На какие только ухищрения ни шли воспитатели, чтобы дети выжили!

«Работникам детских учреждений пришло специальное распоряжение: «Отвлекать детей от разговоров и рассказов о пище». Но, как ни старались это делать, не получалось. Как только дети просыпались, начинали перечислять, что им варила мама, и как было вкусно. В итоге все шишки сыпались на нашего повара. Тогда она придумала свой рецепт и назвала его «витаминчики». Повар жила у лесопарка и по дороге на работу рвала сосновые иголки, кипятила их. Я же вечерами ходила в госпиталь, который располагался в здании Лесотехнической академии, помогала раскладывать порционно для раненых бойцов сахарный песок и масло. За это мне давали две столовых ложки песку, который мы добавляли в «витаминчики». (Айзин Маргарита Владимировна).

«Это был особенный детский сад: за всю блокаду там не умер ни один ребенок, ни у одного ничего не украли! …В детских учреждениях давали не 125 грамм, а 150, заведующая делила этот хлеб на три части, и дети получали его трижды в день. Печка, старинная изразцовая, еще дореволюционная, всегда была горячая, к ней подходили по несколько детишек и грели спины и ручки. Погреется одна группа, потом другая, и затем их всех укладывали под одеяло. …Детский сад находился в большой коммунальной квартире, и на лестнице сидели бабушки и мамы, у которых не было сил подняться к ребенку. Некоторые так и умирали на лестнице». (Батенина (Ларина) Октябрина Константиновна).

Многие взрослые и дети вели дневники. Чтобы их родные, близкие, соседи – те, которые умирали – не исчезли бесследно. Чтобы в случае своей смерти оставить свидетельство невероятной жестокости фашизма и беспредельной силы духа человека.

«Не стало электричества – писали при свете коптилки, замерзли чернила – писали карандашом. Зачем? Чтобы дети и внуки знали: в экстремальных ситуациях открываются запредельные силы человеческой души, силы, о которых мы и не подозреваем в относительно благополучное время. Чтобы поняли нас» (Евстигнеева Надежда Викторовна).

Дневник маленькой Тани Савичевой, в котором она сделала последнюю запись: «Все Савичевы умерли. Осталась одна Таня» стал свидетельством обвинения на Нюрнбергском процессе. Он сейчас в музее Блокады Ленинграда.

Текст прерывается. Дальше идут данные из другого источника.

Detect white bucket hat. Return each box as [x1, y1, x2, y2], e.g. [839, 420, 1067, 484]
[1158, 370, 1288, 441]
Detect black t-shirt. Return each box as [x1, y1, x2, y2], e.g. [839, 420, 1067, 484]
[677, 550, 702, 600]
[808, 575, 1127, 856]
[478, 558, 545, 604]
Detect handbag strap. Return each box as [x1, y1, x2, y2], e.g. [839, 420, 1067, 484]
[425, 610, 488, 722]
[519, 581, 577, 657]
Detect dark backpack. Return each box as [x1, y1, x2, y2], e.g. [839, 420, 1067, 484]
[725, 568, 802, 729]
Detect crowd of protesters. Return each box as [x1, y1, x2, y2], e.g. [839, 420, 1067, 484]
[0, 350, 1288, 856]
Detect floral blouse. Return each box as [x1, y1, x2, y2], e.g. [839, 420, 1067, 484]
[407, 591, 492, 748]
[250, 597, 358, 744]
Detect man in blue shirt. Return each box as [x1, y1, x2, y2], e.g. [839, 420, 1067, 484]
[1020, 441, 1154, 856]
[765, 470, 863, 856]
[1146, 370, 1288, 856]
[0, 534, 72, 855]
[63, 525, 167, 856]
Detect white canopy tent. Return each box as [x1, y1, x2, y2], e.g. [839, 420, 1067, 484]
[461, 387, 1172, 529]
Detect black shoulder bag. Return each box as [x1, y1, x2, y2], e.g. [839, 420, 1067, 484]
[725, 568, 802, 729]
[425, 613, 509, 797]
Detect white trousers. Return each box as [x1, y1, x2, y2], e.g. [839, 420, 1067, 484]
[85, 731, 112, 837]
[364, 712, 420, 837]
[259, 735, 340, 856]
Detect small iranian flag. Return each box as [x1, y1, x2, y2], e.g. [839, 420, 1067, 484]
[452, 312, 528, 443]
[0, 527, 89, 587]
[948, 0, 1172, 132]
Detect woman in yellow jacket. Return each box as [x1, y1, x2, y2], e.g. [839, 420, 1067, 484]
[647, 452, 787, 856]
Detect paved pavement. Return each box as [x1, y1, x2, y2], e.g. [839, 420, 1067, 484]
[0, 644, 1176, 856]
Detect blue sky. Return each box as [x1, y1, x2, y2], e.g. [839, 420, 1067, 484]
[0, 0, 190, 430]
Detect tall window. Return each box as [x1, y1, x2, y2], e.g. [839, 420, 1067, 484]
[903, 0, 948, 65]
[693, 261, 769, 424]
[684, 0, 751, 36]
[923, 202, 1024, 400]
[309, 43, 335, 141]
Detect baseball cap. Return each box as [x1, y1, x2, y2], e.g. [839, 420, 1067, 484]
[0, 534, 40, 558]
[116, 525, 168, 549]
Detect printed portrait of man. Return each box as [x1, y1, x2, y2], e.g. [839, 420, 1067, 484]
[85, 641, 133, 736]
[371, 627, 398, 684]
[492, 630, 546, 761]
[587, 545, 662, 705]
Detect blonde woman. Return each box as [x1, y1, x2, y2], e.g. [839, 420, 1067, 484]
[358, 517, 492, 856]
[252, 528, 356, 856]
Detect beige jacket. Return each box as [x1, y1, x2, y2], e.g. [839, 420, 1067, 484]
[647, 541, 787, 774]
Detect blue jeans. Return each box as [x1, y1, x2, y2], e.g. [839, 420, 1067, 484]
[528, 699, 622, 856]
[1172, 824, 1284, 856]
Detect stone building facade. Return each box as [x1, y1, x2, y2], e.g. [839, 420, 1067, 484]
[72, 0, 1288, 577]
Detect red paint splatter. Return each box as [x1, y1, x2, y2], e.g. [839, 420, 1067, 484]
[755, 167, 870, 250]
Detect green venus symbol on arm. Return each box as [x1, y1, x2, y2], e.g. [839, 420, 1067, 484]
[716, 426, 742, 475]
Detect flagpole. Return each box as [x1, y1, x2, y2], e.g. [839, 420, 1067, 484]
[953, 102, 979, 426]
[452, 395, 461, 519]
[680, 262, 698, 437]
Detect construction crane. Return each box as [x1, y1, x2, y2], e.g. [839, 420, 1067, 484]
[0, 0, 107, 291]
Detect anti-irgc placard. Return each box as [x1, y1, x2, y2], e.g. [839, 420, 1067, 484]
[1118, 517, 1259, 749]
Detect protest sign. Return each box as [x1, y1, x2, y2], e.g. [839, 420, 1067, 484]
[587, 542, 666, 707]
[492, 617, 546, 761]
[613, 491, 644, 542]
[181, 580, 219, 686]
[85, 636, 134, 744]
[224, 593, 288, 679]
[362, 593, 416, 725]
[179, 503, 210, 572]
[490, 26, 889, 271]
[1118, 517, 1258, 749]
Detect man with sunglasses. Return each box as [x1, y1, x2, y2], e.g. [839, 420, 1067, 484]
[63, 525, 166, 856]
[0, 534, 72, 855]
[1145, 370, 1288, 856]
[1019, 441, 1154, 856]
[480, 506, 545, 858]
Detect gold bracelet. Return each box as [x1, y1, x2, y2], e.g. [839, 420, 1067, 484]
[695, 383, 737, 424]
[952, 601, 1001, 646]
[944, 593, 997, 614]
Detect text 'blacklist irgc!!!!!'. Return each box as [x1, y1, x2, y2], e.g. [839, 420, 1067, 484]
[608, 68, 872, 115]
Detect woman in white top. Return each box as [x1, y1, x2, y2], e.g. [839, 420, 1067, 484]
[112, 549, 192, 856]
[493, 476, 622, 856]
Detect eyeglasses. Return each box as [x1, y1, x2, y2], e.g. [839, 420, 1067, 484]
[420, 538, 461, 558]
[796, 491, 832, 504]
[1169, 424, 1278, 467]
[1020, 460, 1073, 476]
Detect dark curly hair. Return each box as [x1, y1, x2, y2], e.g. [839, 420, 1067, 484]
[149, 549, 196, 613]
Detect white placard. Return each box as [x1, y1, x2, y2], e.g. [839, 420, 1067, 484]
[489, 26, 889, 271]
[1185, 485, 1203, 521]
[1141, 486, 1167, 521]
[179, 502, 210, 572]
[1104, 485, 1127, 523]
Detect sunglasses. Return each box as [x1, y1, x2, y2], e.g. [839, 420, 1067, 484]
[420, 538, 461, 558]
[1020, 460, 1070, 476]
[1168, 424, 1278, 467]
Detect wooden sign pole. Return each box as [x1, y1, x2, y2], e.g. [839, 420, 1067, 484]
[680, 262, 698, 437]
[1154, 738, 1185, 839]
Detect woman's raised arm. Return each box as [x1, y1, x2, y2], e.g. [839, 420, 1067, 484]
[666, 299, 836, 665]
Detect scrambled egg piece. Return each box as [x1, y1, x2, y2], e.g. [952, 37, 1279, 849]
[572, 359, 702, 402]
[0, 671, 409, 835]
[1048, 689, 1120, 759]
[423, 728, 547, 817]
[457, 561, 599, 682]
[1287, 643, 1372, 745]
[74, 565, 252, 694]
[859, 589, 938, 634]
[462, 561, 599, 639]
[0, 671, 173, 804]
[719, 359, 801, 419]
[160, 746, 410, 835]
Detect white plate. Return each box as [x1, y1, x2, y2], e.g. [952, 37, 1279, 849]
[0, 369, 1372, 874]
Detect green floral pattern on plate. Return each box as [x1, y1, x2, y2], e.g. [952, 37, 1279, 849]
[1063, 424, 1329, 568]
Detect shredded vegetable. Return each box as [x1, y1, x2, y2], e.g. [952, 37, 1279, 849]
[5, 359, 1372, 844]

Детей постепенно эвакуировали. Это было опасно, но это шанс выжить.

«26 июня нас эвакуировали по Ладоге в трюме парохода. Три парохода с маленькими детьми затонули, подрываясь на минах. Но нам повезло» (Гридюшко (Сахарова) Эдиль Николаевна).
«Через Ладогу нас на машине везли. …Трассирующие пули освещали дорогу, осветительные фонари висели на парашютиках, а когда снаряды падали в озеро – поднимались огромные фонтаны. Я смотрела на это все и твердила: «Прямо как Самсон» (Булина Ирина Георгиевна).

«Я передаю этот хлеб…»

«На следующий день детей из блокадного Ленинграда погрузили в машины и отправили в путь. По дороге число попутчиков заметно уменьшалось. На каждой станции выносили маленькие трупики. Вагон-изолятор был полон детьми, страдающими дистрофией» (Вениаминова-Григорьевская Нина Андреевна, воспитательница).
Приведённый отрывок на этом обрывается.